The trail begins a long descent on switchbacks, crossing a stream along the way. At the base of the descent, it briefly joins a woods road. After turning left onto a “single-track” trail, it crosses a stream on narrow puncheons. The trail now swings to the east and approaches a wide stream below in a valley. As the trail descends along the edge of the valley, it passes several rock outcrops with views over the valley below and the hills to the southeast.
After moving away from the stream in the valley, the Munsee-Eagle Trail ends at a junction with the Red Back Trail, marked with magenta blazes. Turn right onto the Red Back Trail, which climbs on a woods road. A short distance ahead, it turns right and enters the woods on a “single-track” path. The trail loops around, again approaches the road, heads back into the woods, and finally rejoins the road once more, passing a huge boulder on the left. A short distance beyond, the trail bears left, leaving the road, and descends on a “single-track” path, passing the Spruce Swamp on the left.
At the end of the swamp, the trail turns sharply right and begins to climb. Soon, you’ll notice a deep trench on the left. This is a remnant of the Red Back Mine, after which the trail is named. You’ll also notice a large heap of rusted iron – a remnant of the roaster used to process the ore from the mine. The Red Back Mine was discovered in 1780 and was last worked in 1900.
Upon reaching the end of the mine, the trail turns left, leaving the road, and continues on a footpath, which crosses an underground stream on rocks, loops to the south, and then heads north on the opposite side of the valley, climbing gradually. Near the crest of the rise, the path rejoins the road. Just ahead, you’ll reach an intersection with the Hutchinson Trail. Here the Red Back Trail turns left, but you should continue ahead on the road, now following the Hutchinson Trail (yellow-“H”-on-red blazes).

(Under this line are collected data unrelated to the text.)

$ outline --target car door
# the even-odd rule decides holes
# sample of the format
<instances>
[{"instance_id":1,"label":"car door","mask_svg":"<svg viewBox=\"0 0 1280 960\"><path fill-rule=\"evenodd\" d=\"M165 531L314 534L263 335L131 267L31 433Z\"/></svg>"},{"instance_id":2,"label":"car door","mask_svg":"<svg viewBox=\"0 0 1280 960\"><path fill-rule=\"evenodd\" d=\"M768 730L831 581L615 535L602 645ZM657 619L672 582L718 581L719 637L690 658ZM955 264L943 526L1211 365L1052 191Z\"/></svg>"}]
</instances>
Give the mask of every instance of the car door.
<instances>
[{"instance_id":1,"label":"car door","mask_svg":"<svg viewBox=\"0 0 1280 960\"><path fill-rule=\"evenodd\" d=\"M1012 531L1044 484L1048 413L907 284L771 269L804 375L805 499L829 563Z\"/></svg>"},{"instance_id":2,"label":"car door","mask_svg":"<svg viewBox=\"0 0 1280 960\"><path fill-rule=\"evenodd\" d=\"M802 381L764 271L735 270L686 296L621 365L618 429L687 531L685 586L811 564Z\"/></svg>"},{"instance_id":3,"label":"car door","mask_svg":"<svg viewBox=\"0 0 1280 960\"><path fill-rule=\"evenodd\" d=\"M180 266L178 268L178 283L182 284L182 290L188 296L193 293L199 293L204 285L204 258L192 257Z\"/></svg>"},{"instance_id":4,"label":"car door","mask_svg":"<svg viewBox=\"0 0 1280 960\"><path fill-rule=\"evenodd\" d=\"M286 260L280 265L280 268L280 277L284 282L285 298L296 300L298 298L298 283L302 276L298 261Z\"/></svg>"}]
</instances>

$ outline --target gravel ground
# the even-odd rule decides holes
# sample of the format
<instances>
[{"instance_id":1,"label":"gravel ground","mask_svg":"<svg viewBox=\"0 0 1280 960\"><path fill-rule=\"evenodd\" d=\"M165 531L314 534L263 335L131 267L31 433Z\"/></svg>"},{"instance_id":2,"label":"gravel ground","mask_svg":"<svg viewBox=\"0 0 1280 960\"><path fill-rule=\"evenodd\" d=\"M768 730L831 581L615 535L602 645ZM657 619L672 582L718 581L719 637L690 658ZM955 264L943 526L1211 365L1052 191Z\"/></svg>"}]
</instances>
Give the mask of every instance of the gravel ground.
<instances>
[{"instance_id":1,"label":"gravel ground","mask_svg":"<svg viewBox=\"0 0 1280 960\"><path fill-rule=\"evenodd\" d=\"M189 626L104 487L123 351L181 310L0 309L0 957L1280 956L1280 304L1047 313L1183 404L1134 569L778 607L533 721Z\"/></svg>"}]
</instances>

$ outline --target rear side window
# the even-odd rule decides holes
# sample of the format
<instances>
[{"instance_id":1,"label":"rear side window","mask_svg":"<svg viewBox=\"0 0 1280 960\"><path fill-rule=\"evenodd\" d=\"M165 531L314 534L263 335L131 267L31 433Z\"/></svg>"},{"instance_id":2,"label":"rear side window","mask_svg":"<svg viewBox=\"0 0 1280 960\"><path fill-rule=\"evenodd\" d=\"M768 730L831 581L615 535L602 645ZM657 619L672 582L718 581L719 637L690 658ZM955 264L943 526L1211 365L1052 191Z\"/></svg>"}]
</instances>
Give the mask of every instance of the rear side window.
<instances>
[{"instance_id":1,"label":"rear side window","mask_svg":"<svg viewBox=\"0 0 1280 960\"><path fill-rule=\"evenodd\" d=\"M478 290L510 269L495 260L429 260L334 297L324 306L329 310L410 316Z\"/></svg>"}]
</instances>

For about a mile, the Hutchinson Trail follows a nearly level woods road. It then descends on switchbacks to cross a wooden bridge over a stream. The Hutchinson Trail climbs a little, then begins a steady descent on switchbacks until it reaches a junction with the Munsee-Eagle Trail. Bear left at this junction and retrace your steps along the Hutchinson Trail back to the Caretaker Parking Area, where the hike began.